On Monday, the New York Times reported that a new online calculator, which came in conjunction with new guidelines for lowering cholesterol, could be overstating risk. This miscalibration could lead to millions being identified incorrectly as candidates for statin drugs, which in turn puts a strain on doctors and manufacturers. According to Dr. Michael Blaha, director of clinical research at the Ciccarone Center for the Prevention of Heart Disease at Johns Hopkins University, part of the issue is that people’s habits and health have changed in the decade-plus since the data was collected.

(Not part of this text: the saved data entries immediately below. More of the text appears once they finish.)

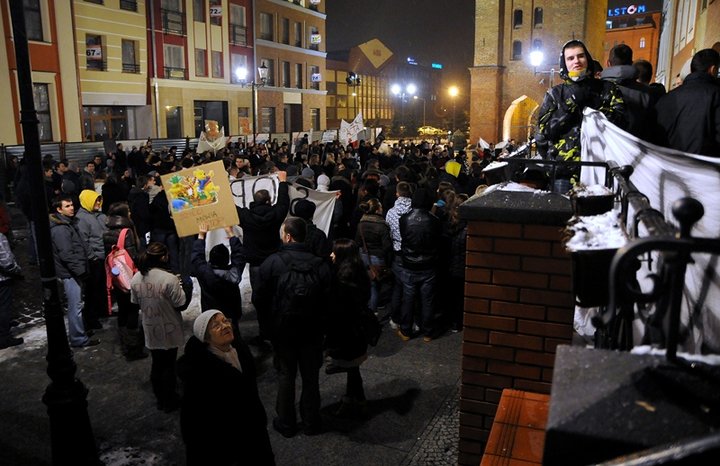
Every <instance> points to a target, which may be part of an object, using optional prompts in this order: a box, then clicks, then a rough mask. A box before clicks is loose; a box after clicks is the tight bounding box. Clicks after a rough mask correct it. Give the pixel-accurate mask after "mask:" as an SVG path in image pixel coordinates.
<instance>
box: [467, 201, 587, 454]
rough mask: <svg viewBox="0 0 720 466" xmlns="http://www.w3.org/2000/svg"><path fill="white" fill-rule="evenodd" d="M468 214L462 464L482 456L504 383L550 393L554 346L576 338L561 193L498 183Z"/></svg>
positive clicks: (477, 202)
mask: <svg viewBox="0 0 720 466" xmlns="http://www.w3.org/2000/svg"><path fill="white" fill-rule="evenodd" d="M460 215H461V216H462V217H463V218H464V219H466V220H467V221H468V239H467V258H466V269H465V316H464V321H465V327H464V332H463V350H462V358H463V359H462V389H461V395H460V445H459V448H460V455H459V464H461V465H477V464H479V463H480V459H481V457H482V453H483V450H484V449H485V444H486V442H487V438H488V435H489V434H490V428H491V426H492V423H493V419H494V417H495V411H496V409H497V406H498V403H499V401H500V395H501V393H502V390H503V389H504V388H514V389H518V390H525V391H532V392H538V393H550V382H551V381H552V371H553V365H554V360H555V347H556V346H557V345H558V344H569V343H570V341H571V338H572V322H573V310H574V298H573V296H572V277H571V273H572V263H571V260H570V256H569V255H568V254H566V253H565V249H564V248H563V246H562V244H561V231H562V229H563V228H564V226H565V224H566V222H567V220H568V219H569V218H570V217H571V215H572V208H571V205H570V201H569V200H568V199H566V198H565V197H562V196H560V195H558V194H551V193H540V194H536V193H534V192H518V191H500V190H495V191H493V192H491V193H489V194H486V195H484V196H481V197H478V198H475V199H471V200H469V201H468V202H466V203H465V204H464V205H463V206H461V208H460Z"/></svg>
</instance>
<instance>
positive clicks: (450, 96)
mask: <svg viewBox="0 0 720 466" xmlns="http://www.w3.org/2000/svg"><path fill="white" fill-rule="evenodd" d="M448 94H450V97H452V100H453V120H452V128H451V129H452V131H453V132H454V131H455V103H456V100H457V96H458V94H460V89H458V87H457V86H450V88H449V89H448Z"/></svg>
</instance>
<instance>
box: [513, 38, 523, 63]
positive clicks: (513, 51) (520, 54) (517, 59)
mask: <svg viewBox="0 0 720 466" xmlns="http://www.w3.org/2000/svg"><path fill="white" fill-rule="evenodd" d="M512 59H513V60H522V42H520V41H519V40H514V41H513V57H512Z"/></svg>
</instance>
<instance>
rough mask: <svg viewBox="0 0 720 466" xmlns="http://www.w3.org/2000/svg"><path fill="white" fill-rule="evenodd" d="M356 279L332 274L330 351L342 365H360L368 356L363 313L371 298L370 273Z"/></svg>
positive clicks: (334, 358) (327, 345) (344, 365)
mask: <svg viewBox="0 0 720 466" xmlns="http://www.w3.org/2000/svg"><path fill="white" fill-rule="evenodd" d="M362 272H363V275H362V276H358V277H355V279H354V280H348V281H344V280H340V279H339V278H338V277H337V276H335V277H333V282H332V291H331V292H330V300H329V305H328V314H327V320H326V331H327V336H326V338H325V347H326V349H327V354H328V356H330V357H331V358H333V359H334V360H335V361H333V363H334V364H337V365H339V366H343V367H354V366H359V365H360V364H361V363H362V362H363V361H364V360H365V359H367V339H366V337H365V333H364V332H363V330H362V315H363V313H365V312H367V302H368V300H369V299H370V280H369V278H368V276H367V273H364V270H362Z"/></svg>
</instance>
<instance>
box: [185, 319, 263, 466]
mask: <svg viewBox="0 0 720 466" xmlns="http://www.w3.org/2000/svg"><path fill="white" fill-rule="evenodd" d="M178 373H179V375H180V379H181V380H182V382H183V388H184V390H183V391H184V395H183V399H182V407H181V410H180V429H181V431H182V436H183V440H184V442H185V447H186V455H187V464H188V466H192V465H218V466H222V465H236V464H245V463H247V464H254V465H274V464H275V457H274V455H273V451H272V446H271V445H270V438H269V436H268V432H267V417H266V415H265V408H264V407H263V405H262V402H261V401H260V397H259V396H258V389H257V382H256V380H255V377H256V370H255V364H254V361H253V358H252V354H251V353H250V350H249V349H248V347H247V346H246V345H245V343H243V342H242V340H241V339H239V338H237V337H236V335H235V334H234V332H233V329H232V325H231V322H230V321H229V320H228V318H227V317H225V314H223V313H222V312H220V311H218V310H217V309H210V310H207V311H205V312H203V313H201V314H200V316H199V317H198V318H197V319H195V322H194V324H193V336H191V337H190V339H189V340H188V342H187V344H186V345H185V353H184V354H183V356H182V357H181V358H180V359H179V360H178Z"/></svg>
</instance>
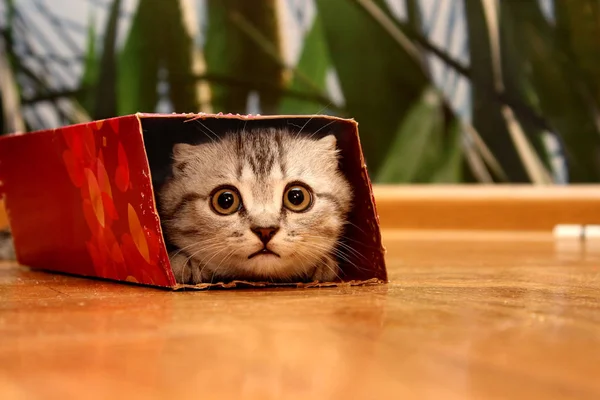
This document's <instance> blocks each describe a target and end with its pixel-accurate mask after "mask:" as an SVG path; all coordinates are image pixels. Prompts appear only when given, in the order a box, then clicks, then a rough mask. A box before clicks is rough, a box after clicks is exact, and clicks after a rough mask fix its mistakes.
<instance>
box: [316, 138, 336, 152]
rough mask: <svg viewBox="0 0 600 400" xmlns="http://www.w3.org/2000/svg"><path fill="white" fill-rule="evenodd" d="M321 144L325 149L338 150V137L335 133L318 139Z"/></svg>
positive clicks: (320, 144) (319, 142)
mask: <svg viewBox="0 0 600 400" xmlns="http://www.w3.org/2000/svg"><path fill="white" fill-rule="evenodd" d="M317 143H319V145H321V146H323V148H324V149H326V150H328V151H336V150H337V147H336V146H337V139H336V138H335V136H334V135H327V136H324V137H323V138H321V139H319V140H318V141H317Z"/></svg>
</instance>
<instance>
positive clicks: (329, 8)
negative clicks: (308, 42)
mask: <svg viewBox="0 0 600 400" xmlns="http://www.w3.org/2000/svg"><path fill="white" fill-rule="evenodd" d="M316 4H317V9H318V12H319V17H320V18H321V20H322V23H323V27H324V30H325V36H326V38H327V44H328V48H329V53H330V55H331V59H332V61H333V64H334V66H335V69H336V72H337V74H338V77H339V80H340V85H341V87H342V91H343V93H344V97H345V99H346V109H347V110H348V113H349V115H351V116H352V117H354V118H355V119H356V120H357V121H358V122H359V123H360V129H361V133H362V134H361V138H362V141H363V149H364V153H365V157H366V159H367V163H368V165H369V170H370V172H371V173H372V174H373V175H374V176H379V173H378V171H379V168H380V167H381V165H382V163H383V162H384V159H385V157H386V156H387V154H388V150H389V147H390V145H391V143H392V142H393V140H394V136H395V134H396V131H397V127H398V125H399V124H400V122H401V121H402V120H403V119H404V118H405V116H406V115H407V112H408V110H409V108H410V107H411V106H412V104H413V103H414V101H415V100H417V99H418V98H419V97H420V96H421V92H422V91H423V89H424V87H425V86H426V85H427V83H428V78H427V76H426V75H425V72H424V70H423V68H422V65H421V64H420V62H419V55H418V54H417V55H416V56H415V54H414V53H412V52H411V51H410V50H409V49H407V48H406V47H403V46H402V43H400V42H399V41H398V40H397V38H396V39H395V38H394V37H392V35H391V34H390V33H389V31H388V30H386V29H385V28H384V27H383V26H382V24H381V23H378V21H376V20H375V19H374V18H373V14H371V15H369V13H368V12H367V11H365V10H366V9H365V8H361V7H359V6H358V5H357V4H352V2H349V1H346V0H317V1H316ZM363 4H366V5H367V6H368V7H370V10H371V11H373V10H375V11H377V12H378V14H377V15H379V14H381V13H382V12H383V14H384V16H387V17H388V18H389V15H390V14H389V10H387V8H385V5H384V2H383V1H380V0H378V1H376V2H364V3H361V5H363ZM386 26H387V27H388V28H390V27H389V25H386ZM391 28H395V27H391ZM384 176H385V175H384Z"/></svg>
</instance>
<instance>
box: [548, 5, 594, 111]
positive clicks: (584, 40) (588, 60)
mask: <svg viewBox="0 0 600 400" xmlns="http://www.w3.org/2000/svg"><path fill="white" fill-rule="evenodd" d="M554 8H555V14H556V26H557V33H558V35H557V36H558V38H559V39H561V44H562V45H563V46H564V47H565V48H566V50H567V51H568V54H570V55H572V56H573V58H574V60H575V62H576V63H577V64H578V67H579V70H580V71H581V74H582V77H583V79H584V81H585V84H586V87H588V88H589V90H590V92H591V96H592V97H593V99H594V101H595V105H596V107H599V106H600V63H598V60H600V41H599V38H600V3H599V2H598V1H597V0H579V1H577V2H574V1H556V2H555V5H554Z"/></svg>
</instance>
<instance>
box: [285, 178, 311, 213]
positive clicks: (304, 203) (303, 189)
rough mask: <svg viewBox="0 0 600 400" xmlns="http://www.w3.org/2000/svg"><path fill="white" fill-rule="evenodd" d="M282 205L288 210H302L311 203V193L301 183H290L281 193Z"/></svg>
mask: <svg viewBox="0 0 600 400" xmlns="http://www.w3.org/2000/svg"><path fill="white" fill-rule="evenodd" d="M283 205H284V206H285V208H287V209H288V210H291V211H294V212H303V211H306V210H308V209H309V208H310V206H311V205H312V195H311V193H310V190H309V189H308V188H307V187H306V186H304V185H301V184H297V183H296V184H292V185H291V186H289V187H288V188H287V189H286V191H285V193H284V194H283Z"/></svg>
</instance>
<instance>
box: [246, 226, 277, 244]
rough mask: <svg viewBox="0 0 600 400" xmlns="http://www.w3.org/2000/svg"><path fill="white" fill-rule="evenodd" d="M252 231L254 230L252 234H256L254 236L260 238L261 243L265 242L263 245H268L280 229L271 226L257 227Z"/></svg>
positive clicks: (264, 242) (253, 229)
mask: <svg viewBox="0 0 600 400" xmlns="http://www.w3.org/2000/svg"><path fill="white" fill-rule="evenodd" d="M251 230H252V232H254V234H255V235H256V236H258V238H259V239H260V241H261V242H263V244H267V243H269V240H271V239H272V238H273V236H275V234H276V233H277V231H279V227H278V226H269V227H262V226H255V227H253V228H251Z"/></svg>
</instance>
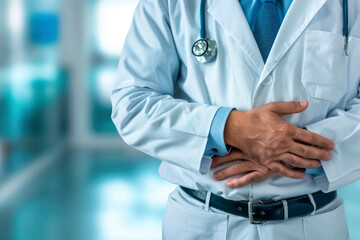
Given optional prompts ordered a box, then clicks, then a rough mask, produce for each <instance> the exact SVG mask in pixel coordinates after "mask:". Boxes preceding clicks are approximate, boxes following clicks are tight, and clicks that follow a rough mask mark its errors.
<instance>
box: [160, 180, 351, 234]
mask: <svg viewBox="0 0 360 240" xmlns="http://www.w3.org/2000/svg"><path fill="white" fill-rule="evenodd" d="M162 234H163V240H235V239H236V240H242V239H246V240H257V239H261V240H298V239H299V240H300V239H301V240H322V239H326V240H346V239H349V235H348V228H347V224H346V219H345V213H344V205H343V200H342V199H341V198H340V197H337V198H336V199H335V200H334V201H332V202H331V203H329V204H328V205H327V206H325V207H323V208H321V209H319V210H317V211H315V212H314V213H312V215H309V216H306V217H299V218H291V219H288V220H287V221H276V222H270V223H265V224H260V225H252V224H250V223H249V220H248V219H247V218H243V217H239V216H235V215H231V214H227V213H224V212H222V211H220V210H217V209H214V208H209V207H208V206H206V204H203V203H201V202H199V201H197V200H196V199H194V198H192V197H190V196H189V195H187V194H186V193H185V192H184V191H182V190H181V188H179V187H178V188H176V189H175V190H174V191H173V192H172V193H171V194H170V196H169V199H168V203H167V207H166V211H165V216H164V220H163V229H162Z"/></svg>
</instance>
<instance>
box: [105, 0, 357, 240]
mask: <svg viewBox="0 0 360 240" xmlns="http://www.w3.org/2000/svg"><path fill="white" fill-rule="evenodd" d="M346 3H347V1H346V0H344V2H343V0H317V1H313V0H293V1H291V0H278V1H276V0H241V1H238V0H208V1H200V0H192V1H182V0H142V1H140V4H139V5H138V7H137V9H136V12H135V15H134V20H133V24H132V27H131V29H130V31H129V33H128V36H127V39H126V42H125V45H124V49H123V53H122V56H121V59H120V64H119V74H118V80H117V82H116V85H115V88H114V90H113V93H112V103H113V114H112V118H113V121H114V124H115V125H116V127H117V129H118V131H119V133H120V135H121V136H122V138H123V139H124V140H125V142H126V143H128V144H129V145H131V146H133V147H134V148H136V149H138V150H140V151H143V152H145V153H147V154H149V155H151V156H153V157H155V158H158V159H160V160H161V161H162V164H161V166H160V174H161V176H162V177H164V178H165V179H167V180H168V181H170V182H172V183H175V184H177V185H179V187H178V188H177V189H176V190H175V191H174V192H173V193H171V195H170V196H169V199H168V205H167V209H166V213H165V216H164V222H163V239H174V240H177V239H197V240H199V239H200V240H201V239H207V240H209V239H214V240H221V239H276V240H278V239H327V240H331V239H334V240H341V239H348V230H347V224H346V220H345V215H344V209H343V202H342V199H341V198H339V197H338V196H337V194H336V189H338V188H340V187H342V186H344V185H347V184H349V183H352V182H354V181H356V180H357V179H359V178H360V96H359V95H360V94H359V85H360V82H359V81H360V70H359V64H360V61H359V56H360V1H357V0H348V6H347V5H346ZM345 16H346V17H345ZM200 37H201V38H203V39H202V42H201V41H200V42H197V40H198V39H199V38H200ZM205 40H206V41H205ZM194 42H196V43H197V44H194ZM206 50H208V52H207V53H206V55H201V54H202V52H204V51H205V52H206ZM139 228H141V226H139Z"/></svg>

“The cohorts were from a different era,” Dr. Blaha told the New York Times.
With many patients hesitant to take statin drugs, news of these miscalculations could cause some caregivers to lose credibility. While the guideline developers were quick to stress that each patient is an individual and requires uniquely tailored care, continued issues with the website could undermine their attempts to create a standard diagnostic guideline.
The inability for the clinical trial system to accurately adapt to shifting demographic information highlights the role that big data can play. Rather than the currently fragmented electronic health records doctors are forced to wade through now, a unified system (and a web application capable of analysis), could help physicians determine the best courses of treatment — in real time.